大学の安月給で長時間労働(これだけは耐えられないのだ)と、人間関係と研究や雑用のストレスに耐えてる医者はすごい。自分は絶対に無理なので、そういう人が偉くなっても悔しくないし負い目も感じない。単純にすごいですねと思う。自分が100mを10秒で走れないことに悔しさも負い目も感じないのと同じ。自分もかつて大学にいて「医者は研究しないと意味がない」とか思ってた時とは180度違う気持ちになった。ピンと張ってたイトが切れてしまったかのよう。彼らも何らかのきっかけがあれば自分のようになってしまうのか、それとも根っからの仕事中毒か。確かに後者の医者は多い。論文の読み書きや研究や教育がライフワークっていう人もたくさんいた。そういう人にとっては研究生活はストレスではないのだろう。好きでやってるんだから、必ずしも頑張り屋さんってわけでもない(大抵そうだろうが。また、頑張り屋さんだから良いってわけでもない。価値観の個人差)。自分も研究活動に少しの面白さは感じていたけど、それを帳消しにして余りある人間関係や学会準備や雑務や論文書きのストレスがあった。あと、研究自体に飽きたのもある。業界に大きな影響を与えるような仕事が、自分からは絶対に出てこないだろう、だからやっても意味がないという確信が常にあった。悪く言えば自己肯定感が低い、良く言えば自分の客観的位置がわかっていた(今時、三流大の貧乏研究室から世界的業績は生まれない)。研究のための研究(研究それ自体が目的であって、例えばある病気を治すことに多分つながらないけど多少予算もらって研究していることにはなるというような)の虚しさを感じ、しかしそれを覆すほどのやる気も能力もない自分にとって、研究現場からの撤退はごく自然かつ正当で合理的に思える。

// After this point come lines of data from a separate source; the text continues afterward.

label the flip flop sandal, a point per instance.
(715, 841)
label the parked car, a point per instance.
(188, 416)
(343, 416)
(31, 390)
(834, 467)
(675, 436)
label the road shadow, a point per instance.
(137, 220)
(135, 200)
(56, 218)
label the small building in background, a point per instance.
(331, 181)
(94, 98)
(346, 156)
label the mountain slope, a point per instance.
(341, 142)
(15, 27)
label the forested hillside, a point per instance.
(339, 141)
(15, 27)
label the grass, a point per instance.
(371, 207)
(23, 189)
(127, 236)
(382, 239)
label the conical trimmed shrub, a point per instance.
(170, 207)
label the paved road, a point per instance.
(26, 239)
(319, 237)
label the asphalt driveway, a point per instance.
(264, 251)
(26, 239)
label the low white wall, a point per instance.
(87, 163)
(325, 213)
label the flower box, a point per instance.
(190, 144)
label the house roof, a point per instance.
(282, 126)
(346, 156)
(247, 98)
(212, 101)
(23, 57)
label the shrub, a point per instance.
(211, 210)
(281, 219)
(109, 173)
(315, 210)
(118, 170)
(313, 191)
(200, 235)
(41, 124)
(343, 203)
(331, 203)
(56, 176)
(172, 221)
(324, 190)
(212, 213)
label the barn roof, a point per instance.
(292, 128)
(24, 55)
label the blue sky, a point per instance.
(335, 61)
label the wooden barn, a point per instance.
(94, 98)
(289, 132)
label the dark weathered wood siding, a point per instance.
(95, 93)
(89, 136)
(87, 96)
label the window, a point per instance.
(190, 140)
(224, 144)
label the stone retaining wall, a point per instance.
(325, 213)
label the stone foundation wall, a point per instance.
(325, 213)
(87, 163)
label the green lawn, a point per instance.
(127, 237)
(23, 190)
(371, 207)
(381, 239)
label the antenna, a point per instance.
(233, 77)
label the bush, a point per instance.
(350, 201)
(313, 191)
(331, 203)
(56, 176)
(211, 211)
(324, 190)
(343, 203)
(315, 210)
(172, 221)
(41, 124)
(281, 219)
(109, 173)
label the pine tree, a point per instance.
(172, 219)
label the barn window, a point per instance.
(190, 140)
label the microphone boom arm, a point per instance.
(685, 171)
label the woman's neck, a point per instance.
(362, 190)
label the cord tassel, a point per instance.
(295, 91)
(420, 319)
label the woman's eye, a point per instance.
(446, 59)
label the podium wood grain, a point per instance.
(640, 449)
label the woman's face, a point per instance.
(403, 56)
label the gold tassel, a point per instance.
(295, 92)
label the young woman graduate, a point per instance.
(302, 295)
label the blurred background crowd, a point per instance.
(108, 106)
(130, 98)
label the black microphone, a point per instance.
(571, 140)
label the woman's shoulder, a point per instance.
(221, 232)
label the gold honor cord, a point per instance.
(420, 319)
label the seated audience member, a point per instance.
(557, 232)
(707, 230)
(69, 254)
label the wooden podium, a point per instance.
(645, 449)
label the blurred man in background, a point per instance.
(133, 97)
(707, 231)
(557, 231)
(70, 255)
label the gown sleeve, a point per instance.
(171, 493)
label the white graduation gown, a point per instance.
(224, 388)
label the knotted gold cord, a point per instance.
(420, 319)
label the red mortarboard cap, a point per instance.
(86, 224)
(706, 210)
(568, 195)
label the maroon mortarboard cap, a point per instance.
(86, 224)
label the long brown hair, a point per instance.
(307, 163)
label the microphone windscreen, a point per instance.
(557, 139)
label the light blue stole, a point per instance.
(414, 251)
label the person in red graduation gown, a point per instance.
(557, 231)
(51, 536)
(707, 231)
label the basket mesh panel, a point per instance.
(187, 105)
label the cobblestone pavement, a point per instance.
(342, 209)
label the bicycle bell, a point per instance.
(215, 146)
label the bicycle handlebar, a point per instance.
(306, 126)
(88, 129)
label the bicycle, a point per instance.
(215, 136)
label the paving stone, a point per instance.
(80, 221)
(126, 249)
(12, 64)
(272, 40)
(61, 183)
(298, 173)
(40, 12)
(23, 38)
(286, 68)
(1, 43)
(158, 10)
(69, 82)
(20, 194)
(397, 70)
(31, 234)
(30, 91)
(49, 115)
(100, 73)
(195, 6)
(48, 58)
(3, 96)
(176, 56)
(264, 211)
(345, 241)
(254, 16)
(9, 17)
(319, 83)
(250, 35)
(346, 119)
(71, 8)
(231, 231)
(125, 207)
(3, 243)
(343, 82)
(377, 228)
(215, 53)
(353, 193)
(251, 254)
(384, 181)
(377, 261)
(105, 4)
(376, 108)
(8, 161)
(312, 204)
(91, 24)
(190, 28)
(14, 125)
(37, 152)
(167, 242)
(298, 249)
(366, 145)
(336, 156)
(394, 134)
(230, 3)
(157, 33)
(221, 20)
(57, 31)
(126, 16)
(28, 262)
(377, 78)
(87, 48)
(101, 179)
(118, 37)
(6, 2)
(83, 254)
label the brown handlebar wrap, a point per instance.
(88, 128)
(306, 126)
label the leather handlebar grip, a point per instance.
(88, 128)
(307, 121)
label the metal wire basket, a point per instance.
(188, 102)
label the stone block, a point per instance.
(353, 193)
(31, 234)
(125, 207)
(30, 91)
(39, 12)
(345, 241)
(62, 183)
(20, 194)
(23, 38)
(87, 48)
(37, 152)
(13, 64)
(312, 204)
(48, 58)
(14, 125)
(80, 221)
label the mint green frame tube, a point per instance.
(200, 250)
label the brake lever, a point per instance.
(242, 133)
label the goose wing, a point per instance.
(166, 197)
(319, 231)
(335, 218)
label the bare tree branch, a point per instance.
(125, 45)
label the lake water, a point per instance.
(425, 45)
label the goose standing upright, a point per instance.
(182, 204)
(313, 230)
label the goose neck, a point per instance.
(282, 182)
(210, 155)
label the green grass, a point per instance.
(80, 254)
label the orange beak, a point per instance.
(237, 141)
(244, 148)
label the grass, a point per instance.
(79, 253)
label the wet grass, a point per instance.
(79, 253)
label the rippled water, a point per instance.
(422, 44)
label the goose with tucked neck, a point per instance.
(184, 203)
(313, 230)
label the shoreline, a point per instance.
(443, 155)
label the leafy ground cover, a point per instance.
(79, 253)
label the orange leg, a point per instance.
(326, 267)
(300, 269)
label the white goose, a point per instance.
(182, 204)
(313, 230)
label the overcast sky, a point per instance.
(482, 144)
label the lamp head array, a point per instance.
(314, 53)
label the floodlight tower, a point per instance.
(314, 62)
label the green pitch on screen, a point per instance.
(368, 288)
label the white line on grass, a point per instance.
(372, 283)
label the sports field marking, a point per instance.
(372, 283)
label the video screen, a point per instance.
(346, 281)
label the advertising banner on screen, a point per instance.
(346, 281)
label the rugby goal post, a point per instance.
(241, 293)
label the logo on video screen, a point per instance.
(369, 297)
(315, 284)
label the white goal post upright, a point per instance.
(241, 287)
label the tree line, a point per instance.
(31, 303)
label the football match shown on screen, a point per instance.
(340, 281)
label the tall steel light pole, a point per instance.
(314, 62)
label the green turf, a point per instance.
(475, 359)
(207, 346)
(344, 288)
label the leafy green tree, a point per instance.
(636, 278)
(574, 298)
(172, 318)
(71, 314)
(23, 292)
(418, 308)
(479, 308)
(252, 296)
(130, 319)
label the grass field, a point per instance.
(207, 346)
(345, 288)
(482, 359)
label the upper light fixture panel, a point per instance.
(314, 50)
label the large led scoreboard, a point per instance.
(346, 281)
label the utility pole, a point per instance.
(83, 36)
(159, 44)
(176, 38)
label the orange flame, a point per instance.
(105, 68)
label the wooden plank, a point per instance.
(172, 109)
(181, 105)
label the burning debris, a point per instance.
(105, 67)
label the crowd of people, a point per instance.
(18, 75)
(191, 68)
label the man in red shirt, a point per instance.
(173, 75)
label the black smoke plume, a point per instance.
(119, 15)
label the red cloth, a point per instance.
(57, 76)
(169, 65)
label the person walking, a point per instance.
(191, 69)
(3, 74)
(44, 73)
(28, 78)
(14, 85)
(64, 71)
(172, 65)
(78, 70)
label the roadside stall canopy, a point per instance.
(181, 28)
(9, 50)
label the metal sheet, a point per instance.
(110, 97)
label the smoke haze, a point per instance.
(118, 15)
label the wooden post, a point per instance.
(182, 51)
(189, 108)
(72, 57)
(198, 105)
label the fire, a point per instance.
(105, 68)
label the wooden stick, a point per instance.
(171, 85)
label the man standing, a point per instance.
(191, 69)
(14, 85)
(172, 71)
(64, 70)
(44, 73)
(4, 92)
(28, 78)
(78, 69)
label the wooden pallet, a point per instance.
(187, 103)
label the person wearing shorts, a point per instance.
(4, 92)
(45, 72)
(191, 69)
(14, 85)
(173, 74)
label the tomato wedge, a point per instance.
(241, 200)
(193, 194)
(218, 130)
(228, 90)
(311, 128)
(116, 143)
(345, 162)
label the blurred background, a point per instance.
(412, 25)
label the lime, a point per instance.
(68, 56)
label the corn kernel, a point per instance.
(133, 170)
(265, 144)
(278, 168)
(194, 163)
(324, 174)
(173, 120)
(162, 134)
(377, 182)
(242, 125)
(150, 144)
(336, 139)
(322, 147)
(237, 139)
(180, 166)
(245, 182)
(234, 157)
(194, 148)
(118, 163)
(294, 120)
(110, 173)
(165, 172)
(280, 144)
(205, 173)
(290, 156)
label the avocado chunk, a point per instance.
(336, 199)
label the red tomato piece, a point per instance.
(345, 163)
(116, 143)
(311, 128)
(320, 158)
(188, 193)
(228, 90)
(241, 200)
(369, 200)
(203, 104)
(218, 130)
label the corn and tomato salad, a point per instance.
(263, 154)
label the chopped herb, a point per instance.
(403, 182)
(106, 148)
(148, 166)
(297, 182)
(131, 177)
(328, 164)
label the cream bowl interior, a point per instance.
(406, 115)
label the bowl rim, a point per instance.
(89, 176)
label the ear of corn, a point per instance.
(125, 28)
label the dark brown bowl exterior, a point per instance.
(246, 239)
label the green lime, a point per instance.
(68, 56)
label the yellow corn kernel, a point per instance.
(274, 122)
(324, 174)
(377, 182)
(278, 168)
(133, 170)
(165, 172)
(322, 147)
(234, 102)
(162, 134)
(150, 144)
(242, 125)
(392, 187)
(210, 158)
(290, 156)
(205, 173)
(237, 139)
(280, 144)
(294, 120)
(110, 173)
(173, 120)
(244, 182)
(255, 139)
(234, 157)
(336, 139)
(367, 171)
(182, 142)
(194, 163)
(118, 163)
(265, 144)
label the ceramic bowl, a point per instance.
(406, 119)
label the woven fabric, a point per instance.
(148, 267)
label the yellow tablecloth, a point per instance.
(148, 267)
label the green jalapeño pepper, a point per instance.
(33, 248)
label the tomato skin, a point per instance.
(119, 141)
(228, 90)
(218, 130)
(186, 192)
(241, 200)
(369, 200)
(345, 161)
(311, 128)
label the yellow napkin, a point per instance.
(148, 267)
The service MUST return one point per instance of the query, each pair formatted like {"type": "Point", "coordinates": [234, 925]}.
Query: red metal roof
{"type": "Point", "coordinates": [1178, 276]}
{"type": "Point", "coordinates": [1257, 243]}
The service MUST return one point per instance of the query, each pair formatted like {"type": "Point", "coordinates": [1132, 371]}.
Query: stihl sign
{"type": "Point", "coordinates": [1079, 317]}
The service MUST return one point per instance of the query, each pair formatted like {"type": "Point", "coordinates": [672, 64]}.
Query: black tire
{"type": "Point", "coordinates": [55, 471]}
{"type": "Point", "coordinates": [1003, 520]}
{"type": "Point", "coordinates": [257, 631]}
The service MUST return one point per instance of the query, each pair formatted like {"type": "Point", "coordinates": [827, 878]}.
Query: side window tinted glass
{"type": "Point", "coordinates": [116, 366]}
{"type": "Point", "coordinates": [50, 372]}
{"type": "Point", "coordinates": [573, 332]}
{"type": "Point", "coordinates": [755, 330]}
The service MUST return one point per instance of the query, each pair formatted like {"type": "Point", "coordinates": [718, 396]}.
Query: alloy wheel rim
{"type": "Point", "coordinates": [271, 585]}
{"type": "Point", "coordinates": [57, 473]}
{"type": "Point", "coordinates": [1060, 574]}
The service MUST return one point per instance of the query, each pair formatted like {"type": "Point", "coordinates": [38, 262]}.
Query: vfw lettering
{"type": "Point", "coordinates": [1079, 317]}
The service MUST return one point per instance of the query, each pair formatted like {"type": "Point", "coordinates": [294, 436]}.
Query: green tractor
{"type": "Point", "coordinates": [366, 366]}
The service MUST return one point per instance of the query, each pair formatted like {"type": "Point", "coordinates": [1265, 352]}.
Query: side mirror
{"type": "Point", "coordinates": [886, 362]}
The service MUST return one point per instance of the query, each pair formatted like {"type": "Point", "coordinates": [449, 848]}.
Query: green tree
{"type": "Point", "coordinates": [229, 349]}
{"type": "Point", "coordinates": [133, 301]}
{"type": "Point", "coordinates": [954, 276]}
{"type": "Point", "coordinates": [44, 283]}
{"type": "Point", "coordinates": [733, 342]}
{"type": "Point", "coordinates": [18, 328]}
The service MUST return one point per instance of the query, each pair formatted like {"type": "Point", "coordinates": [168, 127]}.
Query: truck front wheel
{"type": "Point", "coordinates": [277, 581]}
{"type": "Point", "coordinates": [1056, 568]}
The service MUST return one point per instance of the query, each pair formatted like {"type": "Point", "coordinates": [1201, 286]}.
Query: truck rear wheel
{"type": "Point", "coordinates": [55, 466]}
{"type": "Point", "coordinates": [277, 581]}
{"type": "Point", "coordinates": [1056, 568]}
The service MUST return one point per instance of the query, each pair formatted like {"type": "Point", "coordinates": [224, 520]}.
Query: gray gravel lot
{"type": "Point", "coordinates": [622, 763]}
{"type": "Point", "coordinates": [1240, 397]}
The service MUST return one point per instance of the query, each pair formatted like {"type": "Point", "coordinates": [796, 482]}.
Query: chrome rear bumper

それに気づいてなお大学に残ってる人はすごい。気づかないで残っている人は、幸いである。(言い訳がましいけど、市中病院の医者を見下す大学の若い医者って定番)

#かといって臨床をしっかりやる(救急やら急性期病院)気もない。給料が大差ないなら楽な方がいいに決まっている。
なんて合理的なダメ医者だろう。サイコパス──というほど賢くも割り切ってもない。